Dans le film, Collard joue lui-même le rôle principal, celui d’un jeune homme séropositif partagé entre deux amours, incarnés notamment par Romane Bohringer. La caméra est nerveuse, presque fiévreuse, comme si chaque plan devait être arraché au temps. Le résultat est brut, parfois dérangeant, mais profondément vivant.

À l’époque, la maladie est encore entourée de peur et de silence. Les Nuits fauves brise ce silence.

La dimension sociétale du film est immense. Au début des années 1990, le sida est encore perçu comme une condamnation presque certaine.
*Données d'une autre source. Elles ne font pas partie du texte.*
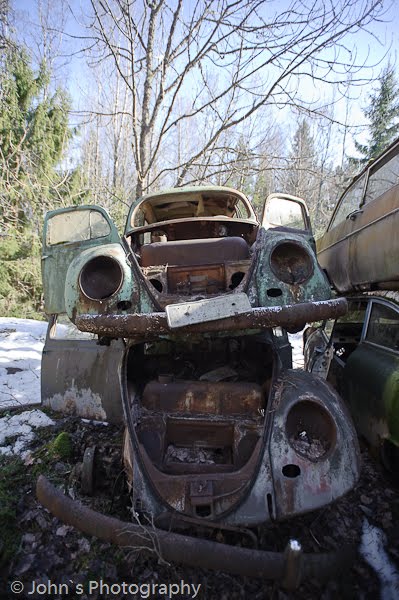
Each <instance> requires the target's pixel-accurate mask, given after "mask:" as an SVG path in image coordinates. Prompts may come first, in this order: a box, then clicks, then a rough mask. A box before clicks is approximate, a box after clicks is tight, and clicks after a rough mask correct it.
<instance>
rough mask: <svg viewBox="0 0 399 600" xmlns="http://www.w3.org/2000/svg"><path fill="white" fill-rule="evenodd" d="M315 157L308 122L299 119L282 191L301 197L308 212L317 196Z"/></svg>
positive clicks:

Les campagnes de prévention commencent à peine à s’imposer, les traitements efficaces n’existent pas encore. En donnant un visage, un corps et une parole à la maladie, Collard transforme un drame médical en question humaine et politique. Il montre des jeunes qui aiment, qui doutent, qui vivent malgré tout, et surtout qui refusent d’être réduits à leur diagnostic.

Le triomphe posthume aux César possède alors une force presque symbolique. Comme si le cinéma français, en honorant Collard après sa mort, reconnaissait qu’une œuvre pouvait surgir dans l’urgence et bouleverser durablement une société. La scène reste gravée dans les mémoires : l’équipe du film monte sur scène, bouleversée, tandis que l’absence du réalisateur devient la présence la plus forte de la soirée.
Ce qui frappe aujourd’hui, en revoyant Les Nuits fauves, ce n’est pas seulement le sujet. C’est l’intensité. Collard filme comme quelqu’un qui sait que le temps lui est compté. Chaque scène semble habitée par cette conscience aiguë de la fin. Ce qui aurait pu n’être qu’un film générationnel devient un document presque existentiel sur la fragilité de la vie.

Dans l’histoire du cinéma français, l’œuvre de Cyril Collard reste un météore. Une carrière ultra courte, un seul film devenu mythique, et une disparition prématurée qui transforme l’ensemble en légende. Mais au-delà de la légende, il demeure quelque chose de plus simple et de plus fort : un cri de liberté.

Car au fond, Les Nuits fauves n’est pas seulement un film sur la maladie. C’est un film sur la vie qui brûle, sur le désir de vivre malgré tout, sur la jeunesse qui refuse de s’excuser d’exister. Et peut-être est-ce pour cela que, trente ans plus tard, l’œuvre continue de toucher. Elle nous rappelle que certaines vies, même brèves, éclairent une époque entière.